Grundsätzlich  kann  man  aber  davon  ausgehen,  dass  stabile Bewegungsverbesserungen  von  strukturellen  Veränderungen  im Kortex begleitet werden: So wurde in mehreren Studien nach mehrwöchigen  Jongliertraining  eine  Zunahme  der  Dichte  kortikaler Struktur beobachtet (12, 42). Auch bei hochklassigen  Judokämpfern konnte im Vergleich zu Freizeitsportlern eine höhere Gewebsdichte im primären motorischen Kortex und in  einigen kortikalen Bereichen, die mit dem Gedächtnis in Zusammenhang stehen, nachgewiesen werden (48). Solche Zunahmen kortikaler Gewebsdichte werden  auf  die  Neubildung  von  Synapsen  und  auf  eine  größere Verästelung  der  Dendriten  zurückgeführt  (46).  Bei  Ratten  wurde nach motorischem Training im motorischen Kortex eine Erhöhung der Anzahl von Synapsen in denjenigen Bereichen beobachtet, die in die Reorganisation der motorischen Karten eingebunden waren (24).  Weiterhin  konnte  sowohl  bei  Ratten  und  als  auch  bei  Menschen  kortikale  Plastizitätsvorgänge  nach  motorischem  Lernen auf  Langzeitpotenzierung  (LTP)  und  Langzeitdepression  (LTD) zurückgeführt werden (3). LTP bezeichnet die überdauernde Steigerung synaptischer Effizienz, die durch korrelierte prä- und postsynaptische Aktivität hervorgerufen wird. Unter LTD versteht man die überdauernde Verminderung der synaptischen Effizienz.
Ergebnisse aus Tierstudien sprechen dafür, dass die kortikale Synaptogenese und die Reorganisation kortikaler Karten erst nach langen  Phasen  motorischen  Übens  auftreten  und  nicht  schon  in der ersten Trainingseinheit (24). Da motorisches Lernen durch die künstliche  Hemmung  der  Fähigkeit  zur  Reorganisation  in  motorischen Karten gestört wird (8) und ein Wiederholen einfacher, bereits beherrschter Bewegungen bei Affen zu keinen Veränderungen in motorischen Repräsentationen führt (40), kann man davon ausgehen, dass zunehmende Leistungsverbesserungen im sportmotorischen Training unter anderem auf die Veränderungen kortikaler Repräsentationen zurückzuführen sind, die aus Neubildungen neuronaler  Verbindungen  und  den  Veränderungen  der  synaptischen Übertragungsstärken hervorgehen.

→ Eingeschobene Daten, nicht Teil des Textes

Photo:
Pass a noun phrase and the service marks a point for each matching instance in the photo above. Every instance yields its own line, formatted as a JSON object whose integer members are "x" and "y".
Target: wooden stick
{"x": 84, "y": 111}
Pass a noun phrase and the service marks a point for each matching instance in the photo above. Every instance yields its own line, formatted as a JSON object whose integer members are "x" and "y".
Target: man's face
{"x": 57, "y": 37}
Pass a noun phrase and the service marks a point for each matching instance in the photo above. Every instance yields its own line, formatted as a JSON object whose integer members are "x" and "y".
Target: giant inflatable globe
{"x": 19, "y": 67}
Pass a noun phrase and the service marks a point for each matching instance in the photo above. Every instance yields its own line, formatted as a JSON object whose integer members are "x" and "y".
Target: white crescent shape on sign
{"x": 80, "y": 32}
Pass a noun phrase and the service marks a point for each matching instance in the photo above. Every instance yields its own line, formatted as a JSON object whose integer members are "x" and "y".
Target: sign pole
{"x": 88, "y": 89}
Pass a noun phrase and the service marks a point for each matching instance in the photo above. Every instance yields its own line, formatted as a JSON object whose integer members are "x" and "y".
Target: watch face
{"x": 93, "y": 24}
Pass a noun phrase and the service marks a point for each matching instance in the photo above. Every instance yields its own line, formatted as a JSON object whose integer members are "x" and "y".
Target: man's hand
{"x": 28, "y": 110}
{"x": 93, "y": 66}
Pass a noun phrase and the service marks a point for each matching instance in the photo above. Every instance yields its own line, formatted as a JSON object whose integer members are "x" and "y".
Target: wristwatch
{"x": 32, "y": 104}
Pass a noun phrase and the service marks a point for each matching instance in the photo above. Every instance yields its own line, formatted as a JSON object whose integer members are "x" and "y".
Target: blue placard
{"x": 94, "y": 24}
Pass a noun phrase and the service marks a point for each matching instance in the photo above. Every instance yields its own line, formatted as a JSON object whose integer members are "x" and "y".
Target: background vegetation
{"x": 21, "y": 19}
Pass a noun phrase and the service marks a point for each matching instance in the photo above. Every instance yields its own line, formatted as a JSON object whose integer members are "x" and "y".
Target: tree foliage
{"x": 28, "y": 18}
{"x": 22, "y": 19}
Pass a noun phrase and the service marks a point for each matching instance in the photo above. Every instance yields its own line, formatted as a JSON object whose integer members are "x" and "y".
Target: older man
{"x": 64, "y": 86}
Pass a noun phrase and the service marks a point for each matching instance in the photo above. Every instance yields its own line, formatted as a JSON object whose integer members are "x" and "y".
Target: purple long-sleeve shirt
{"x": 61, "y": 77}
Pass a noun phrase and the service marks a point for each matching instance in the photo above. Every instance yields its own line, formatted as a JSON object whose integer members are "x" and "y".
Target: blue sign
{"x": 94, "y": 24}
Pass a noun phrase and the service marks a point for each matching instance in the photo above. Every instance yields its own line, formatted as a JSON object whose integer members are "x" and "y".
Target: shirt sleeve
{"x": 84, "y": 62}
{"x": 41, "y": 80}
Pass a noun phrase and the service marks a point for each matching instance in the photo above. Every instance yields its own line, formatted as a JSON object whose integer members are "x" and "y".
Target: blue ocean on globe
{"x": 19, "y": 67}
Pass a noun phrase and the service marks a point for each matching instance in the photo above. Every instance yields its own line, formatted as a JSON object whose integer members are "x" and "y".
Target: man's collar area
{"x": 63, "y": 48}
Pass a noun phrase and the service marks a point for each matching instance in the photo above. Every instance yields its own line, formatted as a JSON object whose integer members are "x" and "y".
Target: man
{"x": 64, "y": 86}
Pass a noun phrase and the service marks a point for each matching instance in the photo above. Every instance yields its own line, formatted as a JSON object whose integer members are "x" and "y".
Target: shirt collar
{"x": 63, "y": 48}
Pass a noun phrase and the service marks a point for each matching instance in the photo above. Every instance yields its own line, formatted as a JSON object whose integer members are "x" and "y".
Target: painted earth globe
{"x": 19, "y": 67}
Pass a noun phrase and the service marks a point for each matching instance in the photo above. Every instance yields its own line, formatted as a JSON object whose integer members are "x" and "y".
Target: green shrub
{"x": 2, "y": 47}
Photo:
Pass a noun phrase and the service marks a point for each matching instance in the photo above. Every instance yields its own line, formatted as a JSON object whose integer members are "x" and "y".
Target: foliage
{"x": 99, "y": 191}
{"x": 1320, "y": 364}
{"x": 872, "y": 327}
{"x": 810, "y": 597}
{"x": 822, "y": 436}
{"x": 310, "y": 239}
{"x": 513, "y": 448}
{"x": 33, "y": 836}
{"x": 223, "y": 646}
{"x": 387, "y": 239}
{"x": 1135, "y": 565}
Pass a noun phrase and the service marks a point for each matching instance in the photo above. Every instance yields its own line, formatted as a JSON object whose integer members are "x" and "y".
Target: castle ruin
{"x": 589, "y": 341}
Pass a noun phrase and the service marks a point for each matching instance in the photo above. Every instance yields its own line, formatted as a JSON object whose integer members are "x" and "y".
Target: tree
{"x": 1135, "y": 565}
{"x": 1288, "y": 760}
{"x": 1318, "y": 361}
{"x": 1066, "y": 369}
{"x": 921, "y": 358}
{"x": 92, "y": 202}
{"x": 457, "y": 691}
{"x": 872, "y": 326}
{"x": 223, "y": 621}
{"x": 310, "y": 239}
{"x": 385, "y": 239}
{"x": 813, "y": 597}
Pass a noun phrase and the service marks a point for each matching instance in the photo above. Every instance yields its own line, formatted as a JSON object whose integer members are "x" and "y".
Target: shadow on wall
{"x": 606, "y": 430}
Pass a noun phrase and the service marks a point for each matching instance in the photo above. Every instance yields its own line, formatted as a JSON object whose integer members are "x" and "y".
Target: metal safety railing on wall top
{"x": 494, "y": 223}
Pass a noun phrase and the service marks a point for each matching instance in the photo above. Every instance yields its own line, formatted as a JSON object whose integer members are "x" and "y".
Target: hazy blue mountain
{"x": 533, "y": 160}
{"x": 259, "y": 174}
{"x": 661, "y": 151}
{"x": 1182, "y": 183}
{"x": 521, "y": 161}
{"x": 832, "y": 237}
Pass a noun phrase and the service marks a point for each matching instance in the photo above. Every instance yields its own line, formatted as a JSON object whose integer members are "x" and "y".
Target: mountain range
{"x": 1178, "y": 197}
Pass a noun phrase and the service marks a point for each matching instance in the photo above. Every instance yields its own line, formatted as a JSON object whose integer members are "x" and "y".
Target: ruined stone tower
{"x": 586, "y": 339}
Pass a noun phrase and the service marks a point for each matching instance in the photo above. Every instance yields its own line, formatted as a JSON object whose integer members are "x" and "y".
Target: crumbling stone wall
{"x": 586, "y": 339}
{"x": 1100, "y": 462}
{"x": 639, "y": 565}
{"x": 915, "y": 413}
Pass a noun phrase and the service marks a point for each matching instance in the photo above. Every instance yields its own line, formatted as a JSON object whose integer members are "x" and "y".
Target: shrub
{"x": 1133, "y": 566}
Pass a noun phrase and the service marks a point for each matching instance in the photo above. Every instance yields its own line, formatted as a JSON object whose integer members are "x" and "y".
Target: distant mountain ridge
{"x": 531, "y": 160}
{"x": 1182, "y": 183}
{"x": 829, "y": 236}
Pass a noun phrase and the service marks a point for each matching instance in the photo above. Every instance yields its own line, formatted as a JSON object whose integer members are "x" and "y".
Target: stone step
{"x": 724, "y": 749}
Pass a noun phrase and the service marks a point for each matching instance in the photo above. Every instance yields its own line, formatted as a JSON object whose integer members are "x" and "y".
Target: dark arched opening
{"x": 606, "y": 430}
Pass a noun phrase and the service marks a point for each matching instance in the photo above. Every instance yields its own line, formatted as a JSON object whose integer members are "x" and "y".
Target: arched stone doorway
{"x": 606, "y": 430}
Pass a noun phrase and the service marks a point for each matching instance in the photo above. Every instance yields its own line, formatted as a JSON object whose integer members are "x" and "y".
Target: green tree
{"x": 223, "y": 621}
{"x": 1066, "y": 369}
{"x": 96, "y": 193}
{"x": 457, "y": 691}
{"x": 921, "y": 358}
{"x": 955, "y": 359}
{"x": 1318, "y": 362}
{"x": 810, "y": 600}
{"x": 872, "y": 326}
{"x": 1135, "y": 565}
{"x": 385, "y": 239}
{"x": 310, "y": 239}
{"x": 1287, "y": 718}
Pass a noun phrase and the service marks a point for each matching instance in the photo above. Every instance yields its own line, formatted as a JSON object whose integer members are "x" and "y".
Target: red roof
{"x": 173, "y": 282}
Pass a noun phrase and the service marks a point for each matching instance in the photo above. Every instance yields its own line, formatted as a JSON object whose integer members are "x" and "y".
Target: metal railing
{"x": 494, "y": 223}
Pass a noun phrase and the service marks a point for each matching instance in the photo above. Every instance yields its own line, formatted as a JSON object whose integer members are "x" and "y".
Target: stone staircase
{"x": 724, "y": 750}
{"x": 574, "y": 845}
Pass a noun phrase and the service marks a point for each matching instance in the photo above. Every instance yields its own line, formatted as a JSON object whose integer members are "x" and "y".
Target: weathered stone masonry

Plastizitätsvorgänge in initialen Phasen des motorischen Lernens
Die  ersten  Bewegungsverbesserungen  in  frühen  Phasen  der  Auseinandersetzung  mit  einer  neuen  Bewegungsaufgabe  gehen insbesondere  mit  Aktivitätssteigerungen  im  Striatum  und  dem Zerebellum  einher  (34, 48).  Diese  hohe  Aktivität  im  Zerebellum vermindert sich in späten Phasen des Trainings und wird auf die Anpassung der Bewegungskinematik an den sensorischen Input in diesen  frühen  Phasen  zurückgeführt  (38).  Das  Striatum  stellt  die zentrale Eingangsstation der Basalganglien dar. Die  Basalganglien und der Kortex sind über Bahnen, die von vielen unterschiedlichen Bereichen des Kortex zum Striatum und vom Striatum über multisynaptische Verbindungen zurück zum Kortex führen, sehr stark miteinander  verknüpft  (45).  Die  striatalen  Aktivitätssteigerungen in frühen Phasen motorischen Trainings stehen in engem Zusammenhang  mit  synaptischen  Plastizitätsvorgängen:  Bei  Primaten wird  in  den  initialen  Phasen  des  motorischen  Lernens  in  kortikostriatalen Schleifen eine schnelle und ausgedehnte Einbindung der  aufgabenbezogenen  neuronalen  Aktivität  beobachtet,  die höchstwahrscheinlich auf Veränderungen synaptischer Stärken zurückzuführen ist (9). Zudem konnten im kortikostriatalen Netzwerk während frühen Phasen instrumentellen Lernens die Aktivierung von Genen nachgewiesen werden, die eng im Zusammenhang mit synaptischer  Plastizität  und  Gedächtnis  stehen  (18).  Bei  Mäusen fielen im Striatum Veränderungen in den synaptischen Stärken, die während  frühen  Phasen  motorischen  Trainings  beobachtet  wurden, in späten Lernphasen wieder auf das Ausgangsniveau zurück (51). Weiterhin zeigen Mäuse, die im Striatum keine LTP entwickeln können, Störungen beim Erlernen motorischer Handlungen (10).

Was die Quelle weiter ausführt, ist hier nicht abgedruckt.